Peng Xiran, Hao Xuechao, Zhu Tao
Department of Anesthesiology, National Clinical Research Center for Geriatrics, West China Hospital, Sichuan University, Chengdu, 610041, China.
Arch Orthop Trauma Surg. 2023 Feb;143(2):847-855. doi: 10.1007/s00402-021-04171-w. Epub 2021 Oct 8.
Postoperative infection is one of the most common postoperative complications in hip fracture surgery. It is related with increased morbidity and mortality. This study aimed at developing a nomogram to predict the individual probability of postoperative infection to facilitate perioperative decision-making.
In this retrospective study, we included all patients over 65 years old admitted for hip fracture in West China Hospital of Sichuan University from 1 January 2015 to 31 December 2019. Univariate and multivariate logistic regression analyses were used to identify significant predictors. We used all-subsets regression to screen an optimal model, and visualized the model through drawing nomogram. To evaluate the model performance, we applied receiver operating characteristic curve and calibration curve.

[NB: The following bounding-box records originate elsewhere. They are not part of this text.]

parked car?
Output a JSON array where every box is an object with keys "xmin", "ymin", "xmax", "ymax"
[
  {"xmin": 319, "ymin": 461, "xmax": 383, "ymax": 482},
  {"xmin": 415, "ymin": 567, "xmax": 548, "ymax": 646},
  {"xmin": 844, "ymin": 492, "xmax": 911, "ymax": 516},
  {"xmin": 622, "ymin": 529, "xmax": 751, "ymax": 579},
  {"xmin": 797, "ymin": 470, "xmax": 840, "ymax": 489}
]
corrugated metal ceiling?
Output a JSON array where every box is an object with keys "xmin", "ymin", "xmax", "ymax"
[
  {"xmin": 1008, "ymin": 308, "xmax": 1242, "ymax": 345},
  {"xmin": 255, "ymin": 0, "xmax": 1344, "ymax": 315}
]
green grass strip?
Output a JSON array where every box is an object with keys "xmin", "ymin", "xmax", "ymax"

We enrolled 677 older patients. 136 (20.1%) patients developed postoperative infection during hospitalization. Variables retained in the final model were albumin [odds ratio (OR) 0.90, 95% confidence interval (CI) 0.84-0.96], cholesterol (OR 1.49, 95% CI 1.04-2.15), blood phosphorus (OR 0.16, 95% CI 0.05-0.48), high-density lipoprotein (OR 0.42, 95% CI 0.19-0.89), surgery type (OR 2.27, 95% CI 1.35-3.90), smoking (OR 1.95, 95% CI 1.02-3.66), American Society of Anesthesiologists classification [class III (OR 1.02, 95% CI 0.55-1.93); class IV (OR 1.93, 95% CI 0.76-4.82)], and chronic pulmonary disease (OR 2.16, 95% CI 1.25-3.68). The C-index of the nomogram was 0.752 (95% CI 0.697-0.806). Calibration curve showed good agreement between predicted value and observed outcome. In the validation group, our nomogram showed an area under the receiver operating characteristic curve of 0.723 (95% CI 0.639-0.807).
Our nomogram showed good discrimination ability in predicting individual probability of postoperative infection among older patients with hip fracture surgery. The nomogram could help clinicians identify patients at high risk of postoperative infection before surgery.
术后感染是髋部骨折手术中最常见的术后并发症之一。它与发病率和死亡率的增加有关。本研究旨在开发一种列线图,以预测术后感染的个体概率,从而便于围手术期决策。
在这项回顾性研究中,我们纳入了2015年1月1日至2019年12月31日在四川大学华西医院因髋部骨折入院的所有65岁以上患者。采用单因素和多因素逻辑回归分析来确定显著的预测因素。我们使用全子集回归来筛选最优模型,并通过绘制列线图将模型可视化。为评估模型性能,我们应用了受试者工作特征曲线和校准曲线。
我们纳入了677例老年患者。136例(20.1%)患者在住院期间发生了术后感染。最终模型中保留的变量有白蛋白[比值比(OR)0.90,95%置信区间(CI)0.84 - 0.96]、胆固醇(OR 1.49,95% CI 1.04 - 2.15)、血磷(OR 0.16,95% CI 0.05 - 0.48)、高密度脂蛋白(OR 0.42,95% CI 0.19 - 0.89)、手术类型(OR 2.27,95% CI 1.35 - 3.90)、吸烟(OR 1.95,95% CI 1.02 - 3.66)、美国麻醉医师协会分级[Ⅲ级(OR 1.02,95% CI 0.55 - 1.93);Ⅳ级(OR 1.93,95% CI 0.76 - 4.82)]以及慢性肺病(OR 2.16,95% CI 1.25 - 3.68)。列线图的C指数为0.752(95% CI 0.697 - 0.806)。校准曲线显示预测值与观察结果之间具有良好的一致性。在验证组中,我们的列线图在受试者工作特征曲线下的面积为0.723(95% CI 0.639 - 0.807)。
我们的列线图在预测髋部骨折手术老年患者术后感染的个体概率方面具有良好的区分能力。该列线图可帮助临床医生在手术前识别术后感染高危患者。